Disclosed is a method for a zero page accelerator. Benefits include improved system performance


              Most modern operating systems implement multiprocessing (ability to run multiple applications simultaneously) and paging (granular translation of linear addresses to physical addresses). Within this context, several optimizations are made by operating system (OS) software to accelerate certain tasks using the unique properties of paging. One of these optimizations is the zero page optimization.

              When a memory allocation is made by an application, the OS must immediately supply the requested amount of memory to the application. In some cases, the request may be very large (hundreds of megabytes or more). If this large allocation is actually performed, thousands of physical memory pages are consumed and significant CPU time is spent initializing (clearing contents to 0) these pages. Figure 1 depicts a 40 KB allocation (ten 4 KB pages) that has been allocated and immediately mapped to ten physical pages. The entire allocation is then cleared before returning it to the application.

              If the allocation in Figure 1 were large enough, numerous physical memory pages would be ripped from other active processes to satisfy the request. When this happens, those processes' working sets (critical sets of memory pages) are removed from memory and performance is severely impacted. Performance is regained when the application processes as though the entire allocation has been completed up front, when in reality it has not. This apparent allocation is the result of mapping all pages of the allocation to a single read‐only zero page. The application may read any page of the allocation and function as though theOS has allocated and cleared the page, as depicted in Figure 2.

              Only when the application writes to a page in the allocation, does the OS allocate a new physical page of memory and re‐assign the address to the new page. In this way, the large allocation is broken‐up and made in small increments, as the application demands, instead of all at once. The read‐only mapping to the zero page causing a page‐fault facilitates this operation. Figure 3 shows the zero page allocation of Figure 2 after the application has written to the 10th page.

              Operating systems implement the zero page optimization for three reasons: performance, reliability, and security.

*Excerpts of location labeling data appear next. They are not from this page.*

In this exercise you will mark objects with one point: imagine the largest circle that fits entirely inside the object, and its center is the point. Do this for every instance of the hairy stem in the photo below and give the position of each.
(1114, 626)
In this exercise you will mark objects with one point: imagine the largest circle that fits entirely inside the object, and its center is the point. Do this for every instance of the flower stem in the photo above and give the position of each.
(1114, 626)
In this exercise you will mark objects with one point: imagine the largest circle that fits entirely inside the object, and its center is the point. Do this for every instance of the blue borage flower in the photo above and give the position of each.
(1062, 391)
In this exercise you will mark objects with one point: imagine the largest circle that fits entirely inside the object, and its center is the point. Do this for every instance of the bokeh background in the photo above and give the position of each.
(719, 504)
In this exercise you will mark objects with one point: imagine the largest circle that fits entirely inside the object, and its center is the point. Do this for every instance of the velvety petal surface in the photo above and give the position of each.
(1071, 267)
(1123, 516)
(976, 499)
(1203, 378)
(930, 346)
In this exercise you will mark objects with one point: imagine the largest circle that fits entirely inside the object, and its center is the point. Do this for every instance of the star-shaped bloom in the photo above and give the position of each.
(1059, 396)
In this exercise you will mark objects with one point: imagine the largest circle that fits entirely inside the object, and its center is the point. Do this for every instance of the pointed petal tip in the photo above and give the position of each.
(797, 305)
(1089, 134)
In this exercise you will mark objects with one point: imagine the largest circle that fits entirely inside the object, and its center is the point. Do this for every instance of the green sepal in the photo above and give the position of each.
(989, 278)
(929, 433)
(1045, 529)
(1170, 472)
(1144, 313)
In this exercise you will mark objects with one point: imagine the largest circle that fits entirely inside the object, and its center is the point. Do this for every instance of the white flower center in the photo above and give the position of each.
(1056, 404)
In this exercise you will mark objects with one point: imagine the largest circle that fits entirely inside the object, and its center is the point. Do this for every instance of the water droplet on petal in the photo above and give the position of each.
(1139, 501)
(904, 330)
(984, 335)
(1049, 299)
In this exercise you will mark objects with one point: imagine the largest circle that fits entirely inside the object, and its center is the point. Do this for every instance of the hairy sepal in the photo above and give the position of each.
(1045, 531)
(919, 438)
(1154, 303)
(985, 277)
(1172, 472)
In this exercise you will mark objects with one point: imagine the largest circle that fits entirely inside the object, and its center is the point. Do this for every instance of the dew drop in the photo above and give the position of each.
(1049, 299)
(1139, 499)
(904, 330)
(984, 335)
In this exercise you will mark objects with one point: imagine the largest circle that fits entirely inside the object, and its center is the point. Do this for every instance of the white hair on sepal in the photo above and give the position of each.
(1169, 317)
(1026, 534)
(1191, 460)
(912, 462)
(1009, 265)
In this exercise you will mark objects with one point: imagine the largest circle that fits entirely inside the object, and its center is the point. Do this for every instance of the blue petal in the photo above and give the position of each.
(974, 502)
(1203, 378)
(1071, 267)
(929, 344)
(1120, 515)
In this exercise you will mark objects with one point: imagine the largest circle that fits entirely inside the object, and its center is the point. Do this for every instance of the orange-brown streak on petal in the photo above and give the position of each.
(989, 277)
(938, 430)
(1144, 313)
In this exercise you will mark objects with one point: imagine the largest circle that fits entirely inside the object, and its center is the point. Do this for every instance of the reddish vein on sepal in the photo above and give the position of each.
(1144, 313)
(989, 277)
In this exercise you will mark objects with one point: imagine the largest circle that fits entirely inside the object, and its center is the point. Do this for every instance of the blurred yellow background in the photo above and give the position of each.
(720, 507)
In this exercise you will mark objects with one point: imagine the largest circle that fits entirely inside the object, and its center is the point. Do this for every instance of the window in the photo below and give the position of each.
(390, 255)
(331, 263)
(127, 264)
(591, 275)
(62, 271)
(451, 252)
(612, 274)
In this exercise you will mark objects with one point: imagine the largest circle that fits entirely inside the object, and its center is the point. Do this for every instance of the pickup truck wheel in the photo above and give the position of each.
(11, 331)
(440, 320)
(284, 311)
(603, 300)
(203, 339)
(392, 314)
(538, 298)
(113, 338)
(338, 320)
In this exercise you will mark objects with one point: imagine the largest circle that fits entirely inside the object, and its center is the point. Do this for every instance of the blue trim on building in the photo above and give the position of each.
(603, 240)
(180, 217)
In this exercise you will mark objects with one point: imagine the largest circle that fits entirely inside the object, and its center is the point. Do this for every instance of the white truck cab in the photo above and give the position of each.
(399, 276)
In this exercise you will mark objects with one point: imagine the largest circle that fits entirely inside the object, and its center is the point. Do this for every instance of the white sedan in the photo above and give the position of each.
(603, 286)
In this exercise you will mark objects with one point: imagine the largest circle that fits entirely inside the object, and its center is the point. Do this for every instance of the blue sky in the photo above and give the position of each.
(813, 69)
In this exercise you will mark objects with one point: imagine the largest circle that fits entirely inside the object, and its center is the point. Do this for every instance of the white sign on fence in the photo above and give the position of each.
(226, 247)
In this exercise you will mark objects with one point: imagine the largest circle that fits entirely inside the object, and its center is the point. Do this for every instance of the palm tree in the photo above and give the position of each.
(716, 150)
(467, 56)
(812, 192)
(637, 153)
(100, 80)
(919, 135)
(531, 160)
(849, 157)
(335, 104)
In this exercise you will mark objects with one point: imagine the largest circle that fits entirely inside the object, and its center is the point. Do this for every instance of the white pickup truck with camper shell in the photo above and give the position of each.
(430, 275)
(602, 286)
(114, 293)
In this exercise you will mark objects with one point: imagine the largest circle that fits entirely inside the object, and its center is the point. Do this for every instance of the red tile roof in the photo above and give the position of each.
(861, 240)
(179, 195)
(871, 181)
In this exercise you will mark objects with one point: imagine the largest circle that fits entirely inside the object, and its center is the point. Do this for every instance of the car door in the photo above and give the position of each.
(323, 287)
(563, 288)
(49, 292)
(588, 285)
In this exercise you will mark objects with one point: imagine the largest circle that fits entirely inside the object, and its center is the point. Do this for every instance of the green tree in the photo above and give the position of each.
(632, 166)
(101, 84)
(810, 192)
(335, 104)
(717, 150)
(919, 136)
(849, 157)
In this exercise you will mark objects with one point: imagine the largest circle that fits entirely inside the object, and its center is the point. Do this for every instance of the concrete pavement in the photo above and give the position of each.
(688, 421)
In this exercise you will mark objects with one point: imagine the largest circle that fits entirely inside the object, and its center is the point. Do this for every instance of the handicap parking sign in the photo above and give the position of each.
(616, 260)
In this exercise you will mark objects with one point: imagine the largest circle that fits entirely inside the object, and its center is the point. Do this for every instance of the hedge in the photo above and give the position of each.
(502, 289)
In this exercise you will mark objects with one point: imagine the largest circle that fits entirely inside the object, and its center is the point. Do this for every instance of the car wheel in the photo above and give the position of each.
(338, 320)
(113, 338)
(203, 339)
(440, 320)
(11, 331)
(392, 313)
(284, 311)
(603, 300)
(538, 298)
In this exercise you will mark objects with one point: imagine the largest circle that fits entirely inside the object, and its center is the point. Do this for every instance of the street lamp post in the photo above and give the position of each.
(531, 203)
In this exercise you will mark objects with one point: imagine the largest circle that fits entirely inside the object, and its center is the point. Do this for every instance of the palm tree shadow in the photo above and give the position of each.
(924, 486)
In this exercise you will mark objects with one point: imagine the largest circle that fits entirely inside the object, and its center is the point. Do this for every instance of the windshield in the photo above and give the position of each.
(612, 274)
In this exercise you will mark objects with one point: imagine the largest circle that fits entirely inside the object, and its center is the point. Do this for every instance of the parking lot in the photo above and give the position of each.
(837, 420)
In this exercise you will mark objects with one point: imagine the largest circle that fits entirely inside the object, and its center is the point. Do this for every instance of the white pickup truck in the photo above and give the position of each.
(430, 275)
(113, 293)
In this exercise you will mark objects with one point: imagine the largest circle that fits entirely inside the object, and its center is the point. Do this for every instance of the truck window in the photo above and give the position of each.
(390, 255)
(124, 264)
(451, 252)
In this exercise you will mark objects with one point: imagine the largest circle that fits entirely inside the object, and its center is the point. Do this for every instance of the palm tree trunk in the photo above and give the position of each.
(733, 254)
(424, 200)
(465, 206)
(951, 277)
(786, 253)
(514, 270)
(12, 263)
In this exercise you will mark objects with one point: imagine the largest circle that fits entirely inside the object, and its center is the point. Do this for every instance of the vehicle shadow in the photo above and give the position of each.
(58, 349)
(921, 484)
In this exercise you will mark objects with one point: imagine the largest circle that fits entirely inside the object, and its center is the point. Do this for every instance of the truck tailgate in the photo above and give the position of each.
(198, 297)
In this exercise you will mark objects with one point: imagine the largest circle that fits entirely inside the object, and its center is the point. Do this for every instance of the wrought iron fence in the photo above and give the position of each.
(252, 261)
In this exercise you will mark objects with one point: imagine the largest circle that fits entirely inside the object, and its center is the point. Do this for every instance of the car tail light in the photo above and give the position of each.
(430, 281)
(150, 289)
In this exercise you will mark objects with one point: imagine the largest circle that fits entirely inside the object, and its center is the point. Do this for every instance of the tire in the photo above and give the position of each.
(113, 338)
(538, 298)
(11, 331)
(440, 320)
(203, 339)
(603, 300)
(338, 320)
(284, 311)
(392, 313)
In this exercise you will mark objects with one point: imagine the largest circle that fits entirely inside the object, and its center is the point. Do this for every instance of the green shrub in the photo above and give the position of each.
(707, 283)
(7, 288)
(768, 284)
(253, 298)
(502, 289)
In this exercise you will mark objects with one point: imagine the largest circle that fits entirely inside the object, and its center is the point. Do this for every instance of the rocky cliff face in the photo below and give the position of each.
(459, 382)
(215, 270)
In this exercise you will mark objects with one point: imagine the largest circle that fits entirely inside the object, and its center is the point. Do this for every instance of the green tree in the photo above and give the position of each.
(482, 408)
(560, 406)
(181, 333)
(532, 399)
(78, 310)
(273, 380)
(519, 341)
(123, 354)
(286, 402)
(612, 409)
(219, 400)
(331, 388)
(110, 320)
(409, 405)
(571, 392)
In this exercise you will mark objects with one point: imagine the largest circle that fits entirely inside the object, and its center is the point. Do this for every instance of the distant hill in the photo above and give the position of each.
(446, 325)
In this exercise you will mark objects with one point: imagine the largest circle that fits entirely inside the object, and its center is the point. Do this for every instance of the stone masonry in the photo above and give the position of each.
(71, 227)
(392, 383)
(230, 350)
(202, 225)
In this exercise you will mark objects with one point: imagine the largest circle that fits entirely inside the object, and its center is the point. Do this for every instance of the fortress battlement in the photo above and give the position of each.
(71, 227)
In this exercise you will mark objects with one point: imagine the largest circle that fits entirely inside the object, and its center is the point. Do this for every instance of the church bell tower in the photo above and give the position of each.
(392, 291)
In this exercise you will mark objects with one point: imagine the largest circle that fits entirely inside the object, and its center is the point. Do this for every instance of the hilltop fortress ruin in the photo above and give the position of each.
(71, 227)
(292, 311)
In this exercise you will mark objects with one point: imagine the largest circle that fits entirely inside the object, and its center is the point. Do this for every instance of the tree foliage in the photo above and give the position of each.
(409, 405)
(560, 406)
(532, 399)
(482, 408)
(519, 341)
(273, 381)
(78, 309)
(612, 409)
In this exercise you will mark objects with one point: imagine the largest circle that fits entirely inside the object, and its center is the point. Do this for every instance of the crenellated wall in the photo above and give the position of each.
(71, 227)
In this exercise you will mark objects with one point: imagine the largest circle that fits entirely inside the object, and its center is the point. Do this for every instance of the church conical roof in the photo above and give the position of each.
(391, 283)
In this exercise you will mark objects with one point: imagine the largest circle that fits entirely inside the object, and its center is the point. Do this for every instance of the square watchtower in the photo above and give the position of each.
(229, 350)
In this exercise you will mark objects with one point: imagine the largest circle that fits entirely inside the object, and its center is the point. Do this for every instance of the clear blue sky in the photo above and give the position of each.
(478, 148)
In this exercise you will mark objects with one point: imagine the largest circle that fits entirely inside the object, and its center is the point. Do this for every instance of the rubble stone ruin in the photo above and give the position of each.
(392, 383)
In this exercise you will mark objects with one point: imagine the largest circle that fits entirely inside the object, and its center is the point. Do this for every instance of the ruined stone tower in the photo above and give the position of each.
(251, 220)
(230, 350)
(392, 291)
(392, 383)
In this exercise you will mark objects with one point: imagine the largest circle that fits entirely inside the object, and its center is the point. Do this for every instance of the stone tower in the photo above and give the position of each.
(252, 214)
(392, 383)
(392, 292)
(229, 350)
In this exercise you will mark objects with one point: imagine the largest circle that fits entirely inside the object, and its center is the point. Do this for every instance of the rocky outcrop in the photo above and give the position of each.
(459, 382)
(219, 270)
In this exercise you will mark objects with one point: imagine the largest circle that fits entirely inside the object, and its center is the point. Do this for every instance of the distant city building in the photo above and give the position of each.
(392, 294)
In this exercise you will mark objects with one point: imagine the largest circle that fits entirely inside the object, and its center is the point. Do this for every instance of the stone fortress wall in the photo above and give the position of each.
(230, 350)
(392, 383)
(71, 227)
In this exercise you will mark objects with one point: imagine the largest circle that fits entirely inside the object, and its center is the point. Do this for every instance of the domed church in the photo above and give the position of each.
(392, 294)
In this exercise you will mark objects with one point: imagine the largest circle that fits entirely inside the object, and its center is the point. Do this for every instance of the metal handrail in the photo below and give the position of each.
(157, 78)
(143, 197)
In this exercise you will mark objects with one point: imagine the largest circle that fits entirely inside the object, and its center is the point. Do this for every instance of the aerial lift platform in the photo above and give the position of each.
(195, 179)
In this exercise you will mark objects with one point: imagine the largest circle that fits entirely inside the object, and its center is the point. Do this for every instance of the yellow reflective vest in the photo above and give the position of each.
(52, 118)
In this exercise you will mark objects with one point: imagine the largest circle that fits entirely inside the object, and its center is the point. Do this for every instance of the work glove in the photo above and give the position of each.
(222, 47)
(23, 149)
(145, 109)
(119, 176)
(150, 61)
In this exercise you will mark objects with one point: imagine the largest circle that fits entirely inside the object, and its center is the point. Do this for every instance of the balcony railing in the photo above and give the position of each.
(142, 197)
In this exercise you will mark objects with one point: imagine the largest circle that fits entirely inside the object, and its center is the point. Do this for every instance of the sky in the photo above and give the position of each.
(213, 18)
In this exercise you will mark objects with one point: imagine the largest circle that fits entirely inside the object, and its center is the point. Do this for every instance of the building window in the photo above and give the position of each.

              Performance is improved because large memory requests are not immediately allocated and cleared. The allocation and clearing process would require the operating system to claim all physical pages necessary to map the entire allocation clear (set to 0) the entire allocation. This process would consume much processor bandwidth, may thrash the level 1 (L1) and level 2 (L2) data caches, and may steal the working set of pages away from other processes. All other processes would page fault numerous times as they reclaim their working set of pages.

              Reliability is improved because al...